The Early Years Learning Framework (commonly known as EYLF), together with the National Quality Standard (or NQS), forms the policies around early childhood education in Australia.

Development of EYLF
The EYLF has been developed collaboratively by the Australian and State and Territory Governments with substantial input from the early childhood sector and early childhood academics.  The Framework has incorporated feedback from an extensive consultation process, including two national symposiums, national public consultation forums, focus groups, an online forum and case-study trials.

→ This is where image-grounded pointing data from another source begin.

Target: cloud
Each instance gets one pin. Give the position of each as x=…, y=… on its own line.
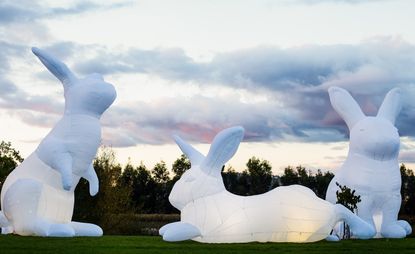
x=294, y=82
x=29, y=11
x=312, y=2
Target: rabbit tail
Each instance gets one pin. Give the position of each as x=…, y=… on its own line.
x=6, y=226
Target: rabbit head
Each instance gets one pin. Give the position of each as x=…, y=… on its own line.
x=204, y=177
x=375, y=137
x=90, y=95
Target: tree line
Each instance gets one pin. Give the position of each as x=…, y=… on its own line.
x=138, y=189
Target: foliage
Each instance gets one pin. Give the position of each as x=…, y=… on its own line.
x=347, y=197
x=407, y=191
x=131, y=190
x=111, y=198
x=9, y=159
x=12, y=244
x=180, y=166
x=260, y=176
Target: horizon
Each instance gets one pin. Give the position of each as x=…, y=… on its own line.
x=193, y=68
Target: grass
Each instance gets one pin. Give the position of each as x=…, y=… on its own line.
x=152, y=244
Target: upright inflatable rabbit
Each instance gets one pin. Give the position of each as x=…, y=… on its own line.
x=211, y=214
x=372, y=167
x=37, y=197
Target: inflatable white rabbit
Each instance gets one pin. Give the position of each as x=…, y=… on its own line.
x=37, y=197
x=211, y=214
x=372, y=167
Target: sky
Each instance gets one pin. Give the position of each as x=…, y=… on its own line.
x=193, y=68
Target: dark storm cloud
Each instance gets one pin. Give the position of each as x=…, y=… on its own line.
x=294, y=80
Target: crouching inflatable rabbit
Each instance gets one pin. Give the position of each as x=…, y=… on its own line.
x=211, y=214
x=37, y=197
x=372, y=167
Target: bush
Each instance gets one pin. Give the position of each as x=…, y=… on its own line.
x=136, y=224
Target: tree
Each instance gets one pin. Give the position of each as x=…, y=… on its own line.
x=112, y=198
x=180, y=166
x=9, y=159
x=289, y=177
x=160, y=172
x=407, y=191
x=322, y=182
x=235, y=182
x=347, y=198
x=260, y=176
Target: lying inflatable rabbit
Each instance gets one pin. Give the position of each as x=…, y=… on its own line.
x=211, y=214
x=37, y=197
x=372, y=167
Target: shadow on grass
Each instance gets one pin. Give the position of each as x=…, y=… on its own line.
x=150, y=244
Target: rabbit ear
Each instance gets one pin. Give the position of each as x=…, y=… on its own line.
x=344, y=104
x=194, y=155
x=391, y=105
x=223, y=147
x=56, y=67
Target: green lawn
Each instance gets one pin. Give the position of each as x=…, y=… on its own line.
x=151, y=244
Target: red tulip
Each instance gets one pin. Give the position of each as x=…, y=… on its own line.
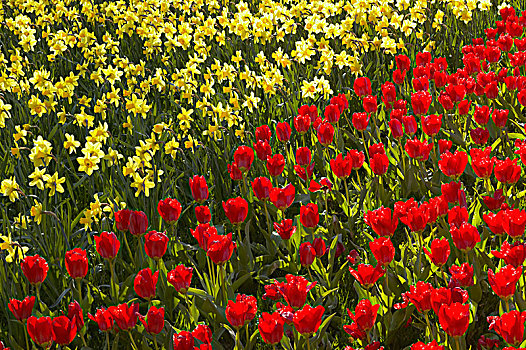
x=64, y=330
x=307, y=254
x=271, y=327
x=362, y=87
x=35, y=269
x=462, y=275
x=410, y=125
x=307, y=320
x=356, y=158
x=125, y=316
x=155, y=244
x=234, y=172
x=262, y=149
x=169, y=209
x=360, y=121
x=22, y=309
x=295, y=290
x=341, y=167
x=220, y=248
x=104, y=319
x=243, y=157
x=431, y=124
x=203, y=333
x=325, y=133
x=303, y=156
x=275, y=164
x=509, y=326
x=242, y=311
x=138, y=223
x=364, y=315
x=199, y=188
x=417, y=149
x=283, y=131
x=263, y=133
x=429, y=346
x=379, y=164
x=236, y=210
x=332, y=113
x=382, y=221
x=282, y=198
x=122, y=219
x=500, y=117
x=183, y=341
x=202, y=214
x=285, y=229
x=154, y=322
x=453, y=164
x=77, y=263
x=180, y=278
x=367, y=275
x=440, y=251
x=447, y=296
x=465, y=237
x=507, y=171
x=420, y=296
x=454, y=319
x=107, y=245
x=75, y=314
x=369, y=104
x=396, y=128
x=383, y=250
x=420, y=101
x=481, y=114
x=513, y=255
x=145, y=283
x=457, y=216
x=302, y=124
x=319, y=246
x=40, y=330
x=514, y=222
x=309, y=215
x=505, y=281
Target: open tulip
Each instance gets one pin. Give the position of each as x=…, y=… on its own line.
x=77, y=263
x=180, y=278
x=35, y=269
x=169, y=209
x=271, y=327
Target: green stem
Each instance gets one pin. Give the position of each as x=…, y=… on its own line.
x=134, y=346
x=79, y=286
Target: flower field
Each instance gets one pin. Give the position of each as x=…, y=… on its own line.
x=262, y=175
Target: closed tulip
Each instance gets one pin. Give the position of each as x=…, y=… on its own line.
x=35, y=269
x=64, y=330
x=107, y=245
x=454, y=319
x=307, y=320
x=180, y=278
x=236, y=210
x=199, y=188
x=22, y=309
x=155, y=244
x=309, y=215
x=271, y=327
x=505, y=281
x=40, y=330
x=169, y=209
x=154, y=322
x=77, y=263
x=145, y=283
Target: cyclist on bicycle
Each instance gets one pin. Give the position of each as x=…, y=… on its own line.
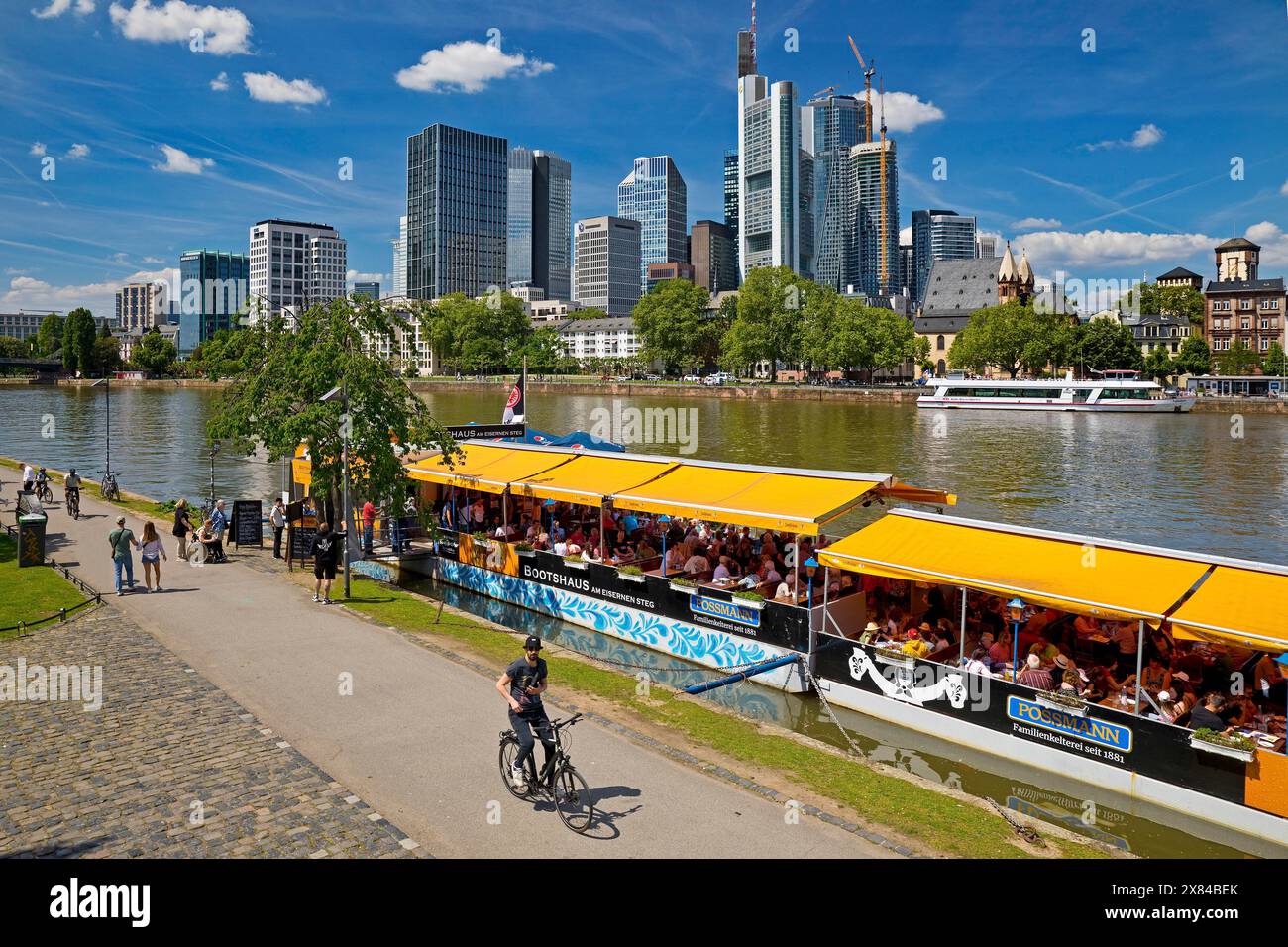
x=522, y=685
x=71, y=484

The Early Years Learning Framework Professional Learning Program (EYLF PLP), was developed for the Australian Government by Early Childhood Australia in 2009, to provide ongoing professional support to services as they engage in the EYLF implementation process. The program has recently been updated and expanded from the Early Years Learning Framework Professional Learning Program (EYLF PLP) to the National Quality Standard Professional Learning Program (NQS PLP). The NQS PLP has all the features of the EYLF PLP, along with a new focus to assist services to meet the National Quality Standard.

The Victorian Department of Education and Training adapted the EYLF and in 2016 published the Victorian Early Years Learning and Development Framework (VEYLDF).  The VEYLDF has been implemented across Victoria providing a framework for working with children from birth to eight years of age, which extends beyond the EYLF and covers the first years of primary school.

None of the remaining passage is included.